# Checks

We check the correctness of the conversion of Abegg's data files to TF.

In this notebook we concentrate on the main fields in the data files:

* transcription `fullo`
* language/lexeme `lang` and `lexo`
* morphology `morpho`

and we'll keep track of the source location: biblical or non-biblical file, line number in the file.

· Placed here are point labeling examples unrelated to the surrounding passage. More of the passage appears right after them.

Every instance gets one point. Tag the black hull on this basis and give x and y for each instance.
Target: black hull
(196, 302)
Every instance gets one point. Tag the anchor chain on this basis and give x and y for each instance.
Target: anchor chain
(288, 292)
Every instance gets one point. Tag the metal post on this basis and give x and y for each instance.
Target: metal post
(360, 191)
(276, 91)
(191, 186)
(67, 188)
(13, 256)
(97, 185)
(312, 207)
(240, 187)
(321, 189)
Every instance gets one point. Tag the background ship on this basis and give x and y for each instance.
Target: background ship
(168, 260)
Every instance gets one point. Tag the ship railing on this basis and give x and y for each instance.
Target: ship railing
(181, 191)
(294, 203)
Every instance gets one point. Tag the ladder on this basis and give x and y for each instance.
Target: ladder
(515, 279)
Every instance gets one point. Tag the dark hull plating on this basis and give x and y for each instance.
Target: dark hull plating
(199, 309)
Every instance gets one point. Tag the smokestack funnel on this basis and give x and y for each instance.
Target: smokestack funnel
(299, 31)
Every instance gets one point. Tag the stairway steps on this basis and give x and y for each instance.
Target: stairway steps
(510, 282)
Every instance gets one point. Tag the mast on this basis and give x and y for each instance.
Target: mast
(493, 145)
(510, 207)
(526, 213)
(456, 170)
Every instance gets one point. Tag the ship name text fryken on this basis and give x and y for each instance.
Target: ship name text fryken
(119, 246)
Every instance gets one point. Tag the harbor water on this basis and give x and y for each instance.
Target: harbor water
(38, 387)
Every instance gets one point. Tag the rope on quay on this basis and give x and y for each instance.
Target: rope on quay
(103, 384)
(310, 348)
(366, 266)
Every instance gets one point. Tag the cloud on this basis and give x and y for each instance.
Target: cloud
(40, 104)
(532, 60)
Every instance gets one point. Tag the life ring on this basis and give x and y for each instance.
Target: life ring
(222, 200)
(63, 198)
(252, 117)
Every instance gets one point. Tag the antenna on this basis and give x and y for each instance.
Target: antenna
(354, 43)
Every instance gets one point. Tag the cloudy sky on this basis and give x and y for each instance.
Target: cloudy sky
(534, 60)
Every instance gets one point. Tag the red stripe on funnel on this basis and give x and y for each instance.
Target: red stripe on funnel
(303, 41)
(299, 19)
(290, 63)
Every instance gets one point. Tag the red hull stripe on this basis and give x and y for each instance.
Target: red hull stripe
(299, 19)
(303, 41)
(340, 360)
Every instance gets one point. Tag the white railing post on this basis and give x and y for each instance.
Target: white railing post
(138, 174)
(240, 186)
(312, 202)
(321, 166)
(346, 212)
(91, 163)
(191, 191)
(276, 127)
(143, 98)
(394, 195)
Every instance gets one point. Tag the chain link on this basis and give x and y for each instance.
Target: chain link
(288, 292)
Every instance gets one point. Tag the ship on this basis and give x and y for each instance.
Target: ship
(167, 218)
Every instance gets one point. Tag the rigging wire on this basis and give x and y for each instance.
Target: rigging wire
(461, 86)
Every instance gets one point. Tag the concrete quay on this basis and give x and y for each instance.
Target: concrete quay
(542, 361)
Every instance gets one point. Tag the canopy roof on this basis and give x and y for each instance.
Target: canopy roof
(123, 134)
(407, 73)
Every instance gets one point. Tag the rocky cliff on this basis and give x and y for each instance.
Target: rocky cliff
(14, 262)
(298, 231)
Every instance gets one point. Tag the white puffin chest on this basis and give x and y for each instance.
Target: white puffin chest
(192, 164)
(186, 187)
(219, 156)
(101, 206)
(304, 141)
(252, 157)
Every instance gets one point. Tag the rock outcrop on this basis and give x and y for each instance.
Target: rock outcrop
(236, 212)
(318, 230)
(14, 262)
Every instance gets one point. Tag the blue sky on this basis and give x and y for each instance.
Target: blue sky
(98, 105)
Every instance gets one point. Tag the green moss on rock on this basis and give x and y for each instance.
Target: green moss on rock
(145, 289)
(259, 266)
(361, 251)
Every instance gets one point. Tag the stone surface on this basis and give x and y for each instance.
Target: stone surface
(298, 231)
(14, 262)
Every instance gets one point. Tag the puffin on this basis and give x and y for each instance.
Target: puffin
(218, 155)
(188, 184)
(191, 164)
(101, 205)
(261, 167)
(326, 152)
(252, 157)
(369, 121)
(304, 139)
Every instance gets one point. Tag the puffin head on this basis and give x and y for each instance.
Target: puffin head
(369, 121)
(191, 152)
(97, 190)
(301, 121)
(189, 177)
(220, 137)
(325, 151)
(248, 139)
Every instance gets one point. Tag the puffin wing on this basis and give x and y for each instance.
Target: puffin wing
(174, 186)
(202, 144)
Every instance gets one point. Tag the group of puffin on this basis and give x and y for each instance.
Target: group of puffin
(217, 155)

We show that all this material has been transferred to TF completely and faithfully.

In [1]:
%load_ext autoreload
%autoreload 2

In [2]:
import os
import re
import yaml

from tf.app import use

from checksLib import Compare


In [3]:
A = use("ETCBC/dss:clone", checkout="clone", hoist=globals(), silent=False)

Using TF-app in /Users/dirk/github/annotation/app-dss/code:
	repo clone offline under ~/github (local github)
Using data in /Users/dirk/github/etcbc/dss/tf/0.5:
	repo clone offline under ~/github (local github)
Using data in /Users/dirk/github/etcbc/dss/parallels/tf/0.5:
	repo clone offline under ~/github (local github)


# Overview

We compare the material in the source files with the `o`-style features of the TF dataset.
The `o`-style features `fullo`, `lexo`, `morpho` contain the unmodified strings corresponding to
fields in the lines of the source files. we add the `lang` feature to the mix.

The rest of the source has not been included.